Sounds easy, doesn’t it? Well, it is, and it isn’t. And mostly it’s not. But the Ken Schwaber’s book does outline how to do Scrum and it does work. Even if you don’t do everything, you’ll get better, but you do have to get key things right or it can backfire on you.
I’ve had the “pleasure” of taking over two foundering projects and converting them to Scrum. So there is the way I did it. And there is the way I would do it, the next time I have the situation.
My first big project had been in development for over two years before I got involved. They had done two releases, but the releases were perceived by the customer as being of poor quality, there was much missing functionality (functionality which his customers needed, but for whatever reason, wasn’t in the product), and the the functionality that was present had bugs.
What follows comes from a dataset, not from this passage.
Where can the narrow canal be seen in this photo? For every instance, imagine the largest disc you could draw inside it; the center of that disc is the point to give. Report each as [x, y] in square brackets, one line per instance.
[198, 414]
The emotional level between my company and the customer had deteriorated to the point where customer and project manager were barely on speaking terms. The issues had escalated to the Executive Management Level at all three companies (Us, Our Customer, Our Customer’s Key Customer). It was one of our largest and commercially most important projects, so it was important to get things back on course quickly.
I had been promoting Scrum in the company for some time, so when the company asked me to take on this project, I took this as a mandate to do Scrum. I didn’t really discuss it, I just did it. Since everyone was at wit’s end, no one really argued, but that caused some issues further down the road.
Before officially starting with Scrum, we did a Sprint Zero. This wasn’t really a proper Sprint, but was more a transition period until we were ready to do our first Planning meeting.